BERLIN, Feb 12, (AFP): Viggo Mortensen, Kirsten Dunst and the breakout star of the last Coen brothers movie, Oscar Isaac, team up in the stylish Hitchcock-inspired thriller “The Two Faces of January” which premiered Tuesday at the Berlin film festival. The movie marked the highly anticipated directorial debut of Iranian-British screenwriter Hossein Amini, who penned blockbusters such as 2011’s “Drive”. It is based on a novel by the late US crime writer Patricia Highsmith (“The Talented Mr Ripley”), who delighted in ripping away the veil of middle-class propriety to find what lurks beneath. The film opens in a sun-kissed Athens of the 1960s, with besotted American couple Chester and Colette (Mortensen and Dunst) impeccably dressed and touring the Acropolis. They catch the eye of Rydal, a Greek-speaking American tour guide who seems dazzled in particular by Colette, a classic Hitchcock blonde with a secret.

Rydal is played by Oscar Isaac, who won rave reviews last year for his turn as the brooding singer-songwriter of “Inside Llewyn Davis”. They fall into conversation and Rydal shows them around town while good-naturedly conning them out of petty cash along the way. The couple joins Rydal and his date, a beautiful American heiress, for dinner that night. But after Chester and Colette retire to their five-star hotel, tipsy on ouzo, there is a knock on the door from a private detective. The man accuses Chester of swindling his clients back in New York out of a fortune with a shady oilfield investment scheme and, in the course of a scuffle, the detective is killed.

Rydal at the same moment realises he has found Colette’s new Greek bracelet and, while trying to return it, happens upon Chester trying to hide the body. The three go on the run from the Greek police together, laying the foundation for a fateful love triangle and leading to a finale that borrows heavily from Greek mythology. Mortensen, who described himself as a fan of Highsmith’s, said he loved the film noir aspects of the story. “It’s a term that’s thrown around a lot — it needs to have shadows, it needs to be black and white,” he told reporters. “The only thing I would say is that the characters need to lie and lose, and it needs to end badly for everyone.” Mortensen said characters should always have a secret. “That’s what the story’s generally about: the masks, and the masks fall away, and what you end up seeing about these people is often ugly and embarrassing,” he said.
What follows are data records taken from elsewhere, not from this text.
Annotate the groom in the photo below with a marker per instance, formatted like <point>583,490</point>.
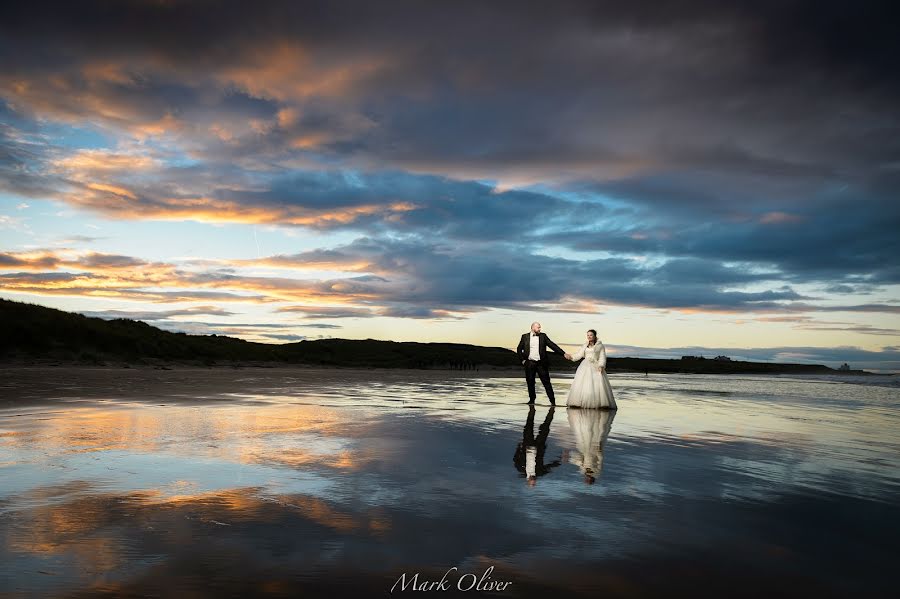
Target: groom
<point>532,351</point>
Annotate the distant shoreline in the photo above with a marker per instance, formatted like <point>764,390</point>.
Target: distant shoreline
<point>34,335</point>
<point>627,365</point>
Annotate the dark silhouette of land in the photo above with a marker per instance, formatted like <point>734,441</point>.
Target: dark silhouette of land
<point>34,334</point>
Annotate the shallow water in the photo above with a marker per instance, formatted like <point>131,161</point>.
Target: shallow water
<point>242,483</point>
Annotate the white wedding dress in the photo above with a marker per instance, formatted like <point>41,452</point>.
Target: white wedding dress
<point>590,428</point>
<point>590,387</point>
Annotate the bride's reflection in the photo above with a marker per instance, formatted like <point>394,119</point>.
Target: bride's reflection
<point>591,428</point>
<point>529,456</point>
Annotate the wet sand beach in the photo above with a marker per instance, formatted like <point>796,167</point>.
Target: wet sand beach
<point>310,482</point>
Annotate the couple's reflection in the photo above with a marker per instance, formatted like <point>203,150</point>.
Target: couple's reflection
<point>590,427</point>
<point>529,456</point>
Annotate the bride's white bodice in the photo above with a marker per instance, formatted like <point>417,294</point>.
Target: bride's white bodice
<point>595,354</point>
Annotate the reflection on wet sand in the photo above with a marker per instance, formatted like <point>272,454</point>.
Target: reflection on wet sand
<point>529,456</point>
<point>268,493</point>
<point>591,429</point>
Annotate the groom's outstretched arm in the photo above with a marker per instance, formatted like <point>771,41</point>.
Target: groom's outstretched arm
<point>555,347</point>
<point>558,349</point>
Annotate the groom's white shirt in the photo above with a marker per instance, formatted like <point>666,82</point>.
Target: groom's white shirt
<point>535,349</point>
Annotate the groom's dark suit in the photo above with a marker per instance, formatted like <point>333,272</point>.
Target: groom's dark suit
<point>537,366</point>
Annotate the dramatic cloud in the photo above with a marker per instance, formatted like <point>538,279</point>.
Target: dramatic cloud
<point>695,155</point>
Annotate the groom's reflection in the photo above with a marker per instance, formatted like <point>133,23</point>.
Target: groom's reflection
<point>529,456</point>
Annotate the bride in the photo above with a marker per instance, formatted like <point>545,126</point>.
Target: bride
<point>590,387</point>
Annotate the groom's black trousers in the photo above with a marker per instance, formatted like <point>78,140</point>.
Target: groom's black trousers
<point>539,367</point>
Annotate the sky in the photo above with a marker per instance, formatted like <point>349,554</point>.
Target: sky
<point>685,177</point>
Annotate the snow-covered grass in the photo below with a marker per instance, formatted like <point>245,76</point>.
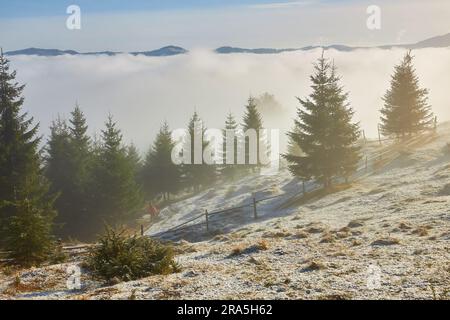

“But when it’s well done, when the thriller aspect works in terms of storytelling, no matter how badly they behave you’re on their side somehow. You don’t want the cops to catch them.” Hossein, who was born in Iran, said he long faced a kind of typecasting as a screenwriter, with projects offered to him that dealt only with his native region. “When I went to the BBC or something it was always ‘well, why don’t you write about your country?’ and I don’t have a country. I left my country,” he said.

“The world becomes your country and you can tell stories from different places.” “The Two Faces of January” is screening out of competition at the Berlin film festival where it generated mixed reviews. London’s Daily Telegraph called it an “elegantly pleasurable period thriller, a film of tidy precision and class”. But movie website Indiewire dismissed it as a “competent disappointment”.